Occorre infatti sostenere con tutte le forze, anche a scapito di brutte ricadute economiche a danno dei propri cittadini, una nazione definita aggredita (ignorando le aggressioni perpetuate nel tempo dalla medesima), ma contemporaneamente si può ignorare il conflitto lampo combattuto nel Nagorno Karabakh tra armeni e azeri. Il mondo occidentale ha taciuto di fronte a un’ostilità terminata con un’epurazione etnica: la cacciata degli armeni dalla loro nazione. 
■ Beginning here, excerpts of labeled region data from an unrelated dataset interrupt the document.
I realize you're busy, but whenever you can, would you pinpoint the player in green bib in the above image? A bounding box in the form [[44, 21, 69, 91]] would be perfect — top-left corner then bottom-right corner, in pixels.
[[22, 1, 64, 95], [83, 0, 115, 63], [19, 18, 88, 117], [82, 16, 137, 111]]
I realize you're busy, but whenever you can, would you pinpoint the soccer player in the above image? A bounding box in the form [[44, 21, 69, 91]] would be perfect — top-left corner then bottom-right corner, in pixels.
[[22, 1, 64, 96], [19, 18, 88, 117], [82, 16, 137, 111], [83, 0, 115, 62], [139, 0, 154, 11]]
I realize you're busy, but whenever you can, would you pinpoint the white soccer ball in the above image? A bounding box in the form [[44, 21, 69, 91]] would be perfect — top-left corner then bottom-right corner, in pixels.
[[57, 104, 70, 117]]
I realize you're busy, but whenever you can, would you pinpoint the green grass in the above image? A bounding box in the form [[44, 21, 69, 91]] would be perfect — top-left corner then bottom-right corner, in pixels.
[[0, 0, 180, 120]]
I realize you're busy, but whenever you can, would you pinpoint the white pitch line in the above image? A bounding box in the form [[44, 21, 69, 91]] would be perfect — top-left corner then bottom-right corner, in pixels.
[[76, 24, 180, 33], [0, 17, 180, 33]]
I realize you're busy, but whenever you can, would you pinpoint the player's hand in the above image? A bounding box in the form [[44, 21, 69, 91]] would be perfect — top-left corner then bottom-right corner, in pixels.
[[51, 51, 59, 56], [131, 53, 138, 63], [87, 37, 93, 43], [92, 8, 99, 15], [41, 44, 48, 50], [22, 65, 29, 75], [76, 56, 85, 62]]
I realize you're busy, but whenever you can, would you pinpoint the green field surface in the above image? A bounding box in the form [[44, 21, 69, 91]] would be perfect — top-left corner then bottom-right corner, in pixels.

In Israele si consuma una guerra verso cui pochi leader hanno il coraggio di invocare la pace di fronte ad ogni atto di violenza, a prescindere di chi lo abbia compiuto. L’ipocrisia diventa, come bene dimostrano gli attuali scenari di guerra, sfacciata, incurante delle norme costituzionali, così come dei valori su cui è nata la nostra Repubblica. Una falsità priva di un qualsiasi limite etico, i cui effetti ricadono però sulle spalle dell’intera popolazione. 

Ovunque, il legislatore italiano rimarca i principi della trasparenza, della partecipazione e del decentramento quale occasione di efficienza amministrativa: enunciazioni trasformate da tempo nella parodia spietata del sistema istituzionale. Introducendo il sistema dei consigli e delle commissioni on-line, utili per fare comunicazioni sul lavoro e non certo per condurre l’animato confronto politico, le giunte hanno mano libera assoluta su ogni cosa. La modalità in remoto consente di negare trasparenza, partecipazione, e soprattutto permette di non rendere conto a nessuno del proprio operato: nel piccolo si perpetua l’insegnamento giunto dalle alte cariche nazionali.

A Mirafiori la controsoffittatura della sala consiliare è prossima a cedere, come già accaduto altrove, ed è quindi inagibile: un crollo che assomiglia alla demolizione compiuta a danno della sovranità popolare.   

L’epoca nuova è servita a tutti noi, seppur su un piatto di latta.